Unzipped
On a hot Saturday afternoon in July, my
dad and I were at Marilee Baptist Church running a hose from the outside rain tank inside
to the baptistry. There were to be baptisms Sunday morning.
Marilee was a country community
with its one church in a corn field down a gravel road from a small store and a cotton
gin. We couldn't afford an evangelist for the summer revival, but Brother R.L. Stanley,
our part-time pastor, said God could make it work. Brother Stanley preached and God took
it from there.
As I had done before, I leaned over the
edge of the baptistry with a strainer, in front of a large mural of the Jordan River,
swishing through the water to catch future mosquitoes called wigglers.
Dad said it's hard to concentrate on
cleansing your sins if wigglers are swimming through your baptismal blue jeans. So I
swished and strained until every wiggler or other yucky looking creature was removed from
the Jordan River, which after years of baptisms was looking a little rusty around the
edges.
This time the job seemed more
important. This time I was being baptized.
Taking to Jesus
Jesus and I had talked about it earlier
in the week as I walked home across a pasture. You can have some good talks with God when
it's just you and Him and the cows.
I was walking from my friend James's,
where the two of us had played some serious baseball. James was the Yankees, I was the Red
Sox. James was 11 years old, I was 9.
It was so great to have a friend to
play ball with. I thanked God for James and asked him to forgive James for always winning.

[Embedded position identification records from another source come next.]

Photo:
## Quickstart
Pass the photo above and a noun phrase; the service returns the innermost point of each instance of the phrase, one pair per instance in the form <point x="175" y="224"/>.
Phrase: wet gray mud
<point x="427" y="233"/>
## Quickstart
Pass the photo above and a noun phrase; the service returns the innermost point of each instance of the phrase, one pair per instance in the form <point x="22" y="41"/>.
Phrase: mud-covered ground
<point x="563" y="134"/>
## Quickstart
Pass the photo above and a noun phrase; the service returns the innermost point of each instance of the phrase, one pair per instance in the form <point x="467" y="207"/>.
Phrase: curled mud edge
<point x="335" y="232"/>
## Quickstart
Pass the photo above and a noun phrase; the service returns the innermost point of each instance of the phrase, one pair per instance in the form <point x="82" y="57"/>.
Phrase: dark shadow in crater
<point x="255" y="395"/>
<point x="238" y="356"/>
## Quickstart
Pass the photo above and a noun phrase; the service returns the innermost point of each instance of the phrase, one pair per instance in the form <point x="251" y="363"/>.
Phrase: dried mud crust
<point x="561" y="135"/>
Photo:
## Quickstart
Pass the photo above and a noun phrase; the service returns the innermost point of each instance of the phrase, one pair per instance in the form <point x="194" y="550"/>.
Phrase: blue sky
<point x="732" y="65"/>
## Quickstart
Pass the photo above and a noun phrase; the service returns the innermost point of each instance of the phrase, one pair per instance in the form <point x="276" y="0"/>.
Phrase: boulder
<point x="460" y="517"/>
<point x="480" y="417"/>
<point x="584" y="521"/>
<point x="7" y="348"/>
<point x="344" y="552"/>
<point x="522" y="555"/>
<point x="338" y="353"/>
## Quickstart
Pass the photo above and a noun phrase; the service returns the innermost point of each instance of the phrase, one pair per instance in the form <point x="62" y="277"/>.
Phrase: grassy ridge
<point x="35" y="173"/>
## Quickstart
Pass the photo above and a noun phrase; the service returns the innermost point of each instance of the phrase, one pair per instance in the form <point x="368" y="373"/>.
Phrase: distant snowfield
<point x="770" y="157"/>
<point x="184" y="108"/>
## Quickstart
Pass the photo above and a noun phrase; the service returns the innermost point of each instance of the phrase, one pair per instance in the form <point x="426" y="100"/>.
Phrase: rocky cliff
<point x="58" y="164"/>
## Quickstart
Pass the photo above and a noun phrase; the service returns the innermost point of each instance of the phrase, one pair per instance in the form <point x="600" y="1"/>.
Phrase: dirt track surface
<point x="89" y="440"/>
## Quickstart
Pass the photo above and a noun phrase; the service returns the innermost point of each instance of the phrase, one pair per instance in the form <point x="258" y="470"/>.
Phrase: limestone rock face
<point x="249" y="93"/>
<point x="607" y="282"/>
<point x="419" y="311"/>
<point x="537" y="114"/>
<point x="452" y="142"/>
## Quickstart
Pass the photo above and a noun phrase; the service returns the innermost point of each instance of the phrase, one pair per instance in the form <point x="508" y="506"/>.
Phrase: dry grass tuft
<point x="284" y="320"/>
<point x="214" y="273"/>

And since we were in the midst of revival week, I also prayed that James would ask Jesus
into his heart.
Suddenly, God seemed to say, "Son,
maybe you should be thinking about your own heart."
Revive Us Again
That night at the revival service, I
walked to the front of the church and told Brother Stanley I knew I was a sinner and
needed a Savior and Lord. The pastor and I asked Jesus to live forever in my heart.
Three days later the baptistry was full
and wiggler free, ready to make me whiter than snow. Okay, it's only a ritual, but I was
getting excited.
Even by age 9, I was feeling pretty
sinful. Especially since I had crippled my brother's dog Skippy with a firecracker. It was
a small firecracker, and I had tossed it under Skippy only to scare him. I had no idea he
would step on it just as it exploded.
Almost a month later Skippy was still
limping. I really needed baptizing!
Near the end of the Sunday service,
while the congregation sang "Just As I Am," I changed from my Sunday jeans into
old ones and an everyday shirt. I was ready. Nervous but ready.
On Jordan's Stormy Banks
I stepped down into the baptistry
confident no wigglers would attack me.
"I baptize you, my little brother,
in the name of the Father, the Son, and the Holy Spirit," said the pastor
I closed my eyes and held my nose and
felt my sins being flushed away.
I had goose bumps. Possibly because the
water was cold, but I was pretty sure they were spiritual goose bumps.
Open Arms, Open Hearts, Open Pants?
Quickly back into dry clothes, I soaked
up the hugs and handshakes of the congregation of about 50 or 60 saints. Our deacon
chairman Sam Miller motioned for me. Expecting to be welcomed into the Kingdom, I ran
right over.
Sam leaned down and whispered,
"Son, zip up your pants."
I was a new creature -- with my pants
unzipped!
All the spiritual awakening and
attention had me so hyped up I had dressed too quickly after the baptism.
Had anyone else noticed? Lord! Had I
been unzipped in the baptistry? Was a baptism good if your fly was open?
Unzipped for Life
Years later, I decided it was all
symbolic. So often I've rushed through life with my mind, mouth, or soul unzipped,
with wrong thoughts and words creating a spiritual leakage only God's grace can repair.
But the baptism was good. And God
answered my prayer for James, who accepted Christ a couple of years later.
God continues to answer my prayers, He
has blessed me far beyond my wildest dreams. I'm convinced, when I ask, He still forgives
my almost continuous spiritual lapses and leaks.
I still talk to Him lots. I have to.
And when I get to heaven, if my new
body is clothed, before I meet Jesus ... surely I'll remember to check my zipper.